Wondering if his journals had ever been translated into English I did an extensive search and found that they indeed had been translated by the Hakluyt Society in England into a two-volume set. An further search eventually got me a pristine copy of this set.
The name La Perouse has been intriguing to me for many years, starting in Hawaii when I created the sound track for a documentary about the string of islands and atolls that stretch from Hawaii to Midway. Two of these were discovered and named by the La Perouse expedition. Later I learned he'd been the first French naval explorer to visit the Pacific Northwest, BC coast, and SE Alaska. In fact, what is today called Lituya Bay in Alaska was originally named La Perouse Bay when his expedition reached it. The La Perouse glacier in SE Alaska has retained its name.
Being half French myself (my father was a French citizen), ever since learning the significance of the name and something of the person who bore it I thought it would be a good name for a boat.
Our first "real" boat, a 17' Arima which we still have, is too insignificant a vessel for such a significant name.
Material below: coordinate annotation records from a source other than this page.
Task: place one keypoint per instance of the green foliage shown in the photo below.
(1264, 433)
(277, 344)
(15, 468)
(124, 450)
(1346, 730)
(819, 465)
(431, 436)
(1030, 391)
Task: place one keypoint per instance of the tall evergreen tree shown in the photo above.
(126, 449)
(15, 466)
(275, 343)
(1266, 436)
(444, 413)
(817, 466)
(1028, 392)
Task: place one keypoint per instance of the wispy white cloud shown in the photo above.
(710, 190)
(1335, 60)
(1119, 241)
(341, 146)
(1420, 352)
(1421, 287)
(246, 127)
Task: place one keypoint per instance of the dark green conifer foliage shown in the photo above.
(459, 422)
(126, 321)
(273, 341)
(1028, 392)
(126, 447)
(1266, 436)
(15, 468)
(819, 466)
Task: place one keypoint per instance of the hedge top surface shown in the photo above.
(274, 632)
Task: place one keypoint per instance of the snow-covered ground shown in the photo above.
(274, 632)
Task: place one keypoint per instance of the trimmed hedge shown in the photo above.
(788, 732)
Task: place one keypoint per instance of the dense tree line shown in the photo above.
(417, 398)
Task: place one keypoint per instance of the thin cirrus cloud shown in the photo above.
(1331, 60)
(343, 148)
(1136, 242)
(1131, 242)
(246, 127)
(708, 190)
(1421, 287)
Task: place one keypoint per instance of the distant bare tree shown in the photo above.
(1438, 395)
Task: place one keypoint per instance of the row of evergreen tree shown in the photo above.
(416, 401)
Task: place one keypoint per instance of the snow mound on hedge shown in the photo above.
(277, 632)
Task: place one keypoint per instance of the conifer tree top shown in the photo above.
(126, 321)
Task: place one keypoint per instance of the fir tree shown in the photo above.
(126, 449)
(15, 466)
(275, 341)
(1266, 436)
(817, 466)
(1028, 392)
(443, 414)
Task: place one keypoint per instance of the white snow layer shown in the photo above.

So we named it Malolo
, the name of the boat I did so much fishing on in Hawaii and which means "flying fish." It's also the word for "crazy," I guess because a fish that flies is a pretty crazy notion.
When we decided in 1998 to acquire a cruising boat of our own we had no problem deciding what to name it.
I'm within sight of retirement but we have no reason to replace this boat. Back in 1997/98 we talked about what we'd want to do with a cruising boat in the PNW/BC coast/SE Alaska region while I was working and then eventually after retirement and realized there was absolutely no difference. So we determined what make and model of boat would do what we wanted to do and bought one.
We have more recently developed an interest in a different kind of boating in a different part of the world and have taken the steps necessary to pursue this interest. But we will retain our PNW boat as we still have a lot of things we want to do with it.